Patrimoine classé Patrimoine religieux Chapelle Eglise moderne

Chapelle Sainte-Thérèse-de-l'Enfant-Jésus et de la Sainte-Face

    Rue de Croix, Le Bourg
    59510 Hem
Propriété d'une association diocésaine
Crédit photo : Under - Sous licence Creative Commons

Frise chronologique

XIXe siècle
Époque contemporaine
2000
1954
Conception du projet
1956-1958
Construction de la chapelle
1958
Consécration
14 février 1995
Première protection
20 juin 2012
Classement définitif
Aujourd'hui
Aujourd'hui

Patrimoine classé

La chapelle, ainsi que son campanile et son terrain d'assiette, en totalité (cad. AM 94) : classement par arrêté du 20 juin 2012

Personnages clés

Philippe Leclercq - Industriel et mécène Financeur et initiateur du projet.
Hermann Baur - Architecte Concepteur du bâtiment, élève de Le Corbusier.
Alfred Manessier - Peintre-verrier Auteur des vitraux symboliques.
Eugène Dodeigne - Sculpteur Créateur de la statue et du mobilier liturgique.
Georges Rouault - Peintre Auteur du carton de la *Sainte Face*.
Achille Liénart - Cardinal-évêque de Lille Consacre la chapelle en 1958.

Origine et histoire

La chapelle Sainte-Thérèse-de-l'Enfant-Jésus et de la Sainte-Face, située à Hem dans les Hauts-de-France, est un édifice religieux emblématique du mouvement de reconstruction des années 1950. Financée par l’industriel du textile Philippe Leclercq, elle s’inscrit dans un quartier ouvrier, intégrant une ancienne cour de ferme flamande transformée en béguinage. Son architecture, signée Hermann Baur (élève de Le Corbusier), évoque une grange ou une crèche, tandis que son campanile et son parvis décoré de mosaïques soulignent son originalité. La chapelle incarne une synthèse des arts, associant dès 1954 l’architecte et le peintre Alfred Manessier, rejoints par le sculpteur Eugène Dodeigne et le mosaïste Jean Barillet.
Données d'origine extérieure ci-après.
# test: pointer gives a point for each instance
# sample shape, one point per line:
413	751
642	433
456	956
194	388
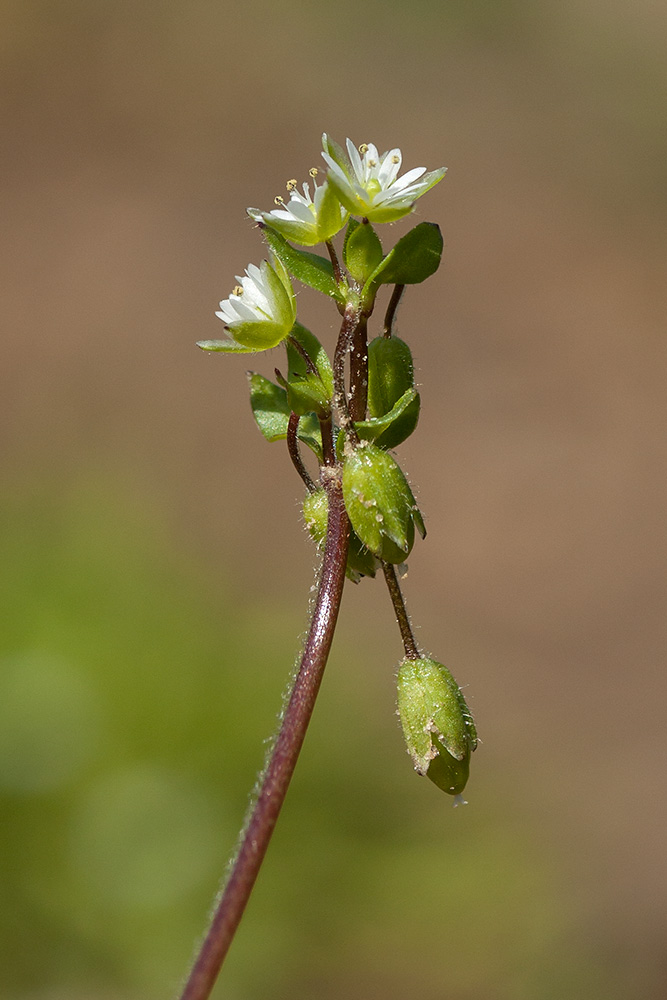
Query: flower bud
390	373
437	724
380	504
360	562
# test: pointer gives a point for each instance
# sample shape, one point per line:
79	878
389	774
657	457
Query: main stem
285	752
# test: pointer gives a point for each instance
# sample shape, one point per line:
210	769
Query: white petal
389	170
356	161
247	313
409	178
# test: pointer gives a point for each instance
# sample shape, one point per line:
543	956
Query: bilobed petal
389	170
430	180
247	313
301	212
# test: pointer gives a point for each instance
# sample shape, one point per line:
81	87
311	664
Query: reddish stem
285	752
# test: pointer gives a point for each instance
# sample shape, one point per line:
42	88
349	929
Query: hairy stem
390	314
285	752
295	454
335	263
394	588
349	325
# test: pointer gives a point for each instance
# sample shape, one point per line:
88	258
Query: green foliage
308	391
362	250
272	410
439	730
360	562
395	426
415	258
379	503
390	373
309	268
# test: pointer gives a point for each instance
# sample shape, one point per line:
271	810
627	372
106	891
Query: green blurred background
155	571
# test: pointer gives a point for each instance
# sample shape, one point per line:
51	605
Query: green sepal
390	373
227	346
362	250
272	411
437	724
307	391
415	258
380	503
337	153
360	562
391	429
308	268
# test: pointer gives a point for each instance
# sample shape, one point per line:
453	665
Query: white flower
304	219
259	313
368	184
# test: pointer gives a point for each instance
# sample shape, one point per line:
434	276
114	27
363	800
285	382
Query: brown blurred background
156	571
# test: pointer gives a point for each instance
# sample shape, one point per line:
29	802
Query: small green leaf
309	268
272	411
415	257
391	429
269	407
379	503
360	562
439	730
390	373
362	251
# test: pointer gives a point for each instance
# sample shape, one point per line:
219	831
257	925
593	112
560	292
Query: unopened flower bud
437	724
380	504
360	562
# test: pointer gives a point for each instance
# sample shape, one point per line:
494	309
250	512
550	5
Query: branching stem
394	588
351	319
285	752
295	454
390	314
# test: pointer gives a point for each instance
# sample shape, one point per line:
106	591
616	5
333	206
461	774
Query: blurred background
155	571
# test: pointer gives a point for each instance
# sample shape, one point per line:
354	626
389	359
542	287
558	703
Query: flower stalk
360	509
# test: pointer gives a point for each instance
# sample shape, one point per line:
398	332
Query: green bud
380	504
360	562
390	373
437	724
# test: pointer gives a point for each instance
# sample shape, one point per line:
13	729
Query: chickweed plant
352	410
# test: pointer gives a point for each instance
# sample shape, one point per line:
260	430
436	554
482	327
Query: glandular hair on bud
439	730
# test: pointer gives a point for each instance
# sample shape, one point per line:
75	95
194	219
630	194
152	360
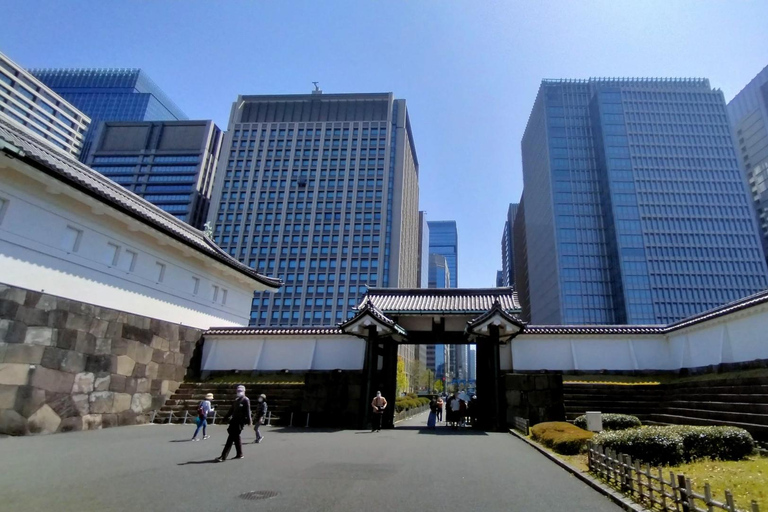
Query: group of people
238	417
459	411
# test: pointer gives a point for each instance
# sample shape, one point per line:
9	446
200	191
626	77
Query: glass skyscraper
110	95
321	190
635	208
444	240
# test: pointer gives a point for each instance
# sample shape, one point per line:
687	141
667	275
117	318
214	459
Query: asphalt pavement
156	468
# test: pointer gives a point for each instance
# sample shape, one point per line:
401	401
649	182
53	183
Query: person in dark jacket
261	416
239	416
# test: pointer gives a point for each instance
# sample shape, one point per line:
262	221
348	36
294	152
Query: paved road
153	467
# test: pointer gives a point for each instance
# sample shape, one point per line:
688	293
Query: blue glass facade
648	220
110	95
444	240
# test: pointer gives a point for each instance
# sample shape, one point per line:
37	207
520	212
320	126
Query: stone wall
67	365
537	398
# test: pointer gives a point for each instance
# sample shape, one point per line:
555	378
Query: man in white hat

Construite entre 1956 et 1958, la chapelle est consacrée par le cardinal Achille Liénart, évêque de Lille. Elle se distingue par son autel conçu pour anticiper les réformes liturgiques de Vatican II, permettant une célébration à la fois traditionnelle et tournée vers l’assemblée. Classée monument historique en 1995 (puis en 2012 pour son ensemble), elle abrite des œuvres majeures : deux murs de vitraux de Manessier symbolisant la vie de sainte Thérèse, une tapisserie de la Sainte Face d’après Georges Rouault, et des sculptures de Dodeigne (statue de la sainte, autel, tabernacle).

Les vitraux, réalisés en dalles de verre coloré par les ateliers Barillet et l’usine de Boussois, déploient une palette évocatrice : rouge pour la souffrance, violet pour la spiritualité, jaune et blanc pour la lumière, bleu pour la vie. Le vitrail ouest, l’Arbre de vie, s’inspire des platanes espaliers du jardin, tandis que la tapisserie de Rouault, tissée à Aubusson par Plasse Le Caisne, domine l’abside. La chapelle, don des époux Leclercq au diocèse de Lille, illustre l’engagement d’un mécène catholique social dans l’art sacré moderne.

Intégrée à un ensemble cohérent avec les maisons ouvrières avoisinantes, la chapelle sert aussi de décor au film La Vie rêvée des anges (1998). Son projet résulte d’une collaboration inédite entre artistes, paroissiens et commission diocésaine d’art sacré, ces derniers choisissant la dédicace à sainte Thérèse plutôt que saint François, initialement proposé. L’édifice, propriété de l’association diocésaine, reste un lieu de prière et un témoignage unique de l’innovation artistique religieuse d’après-guerre.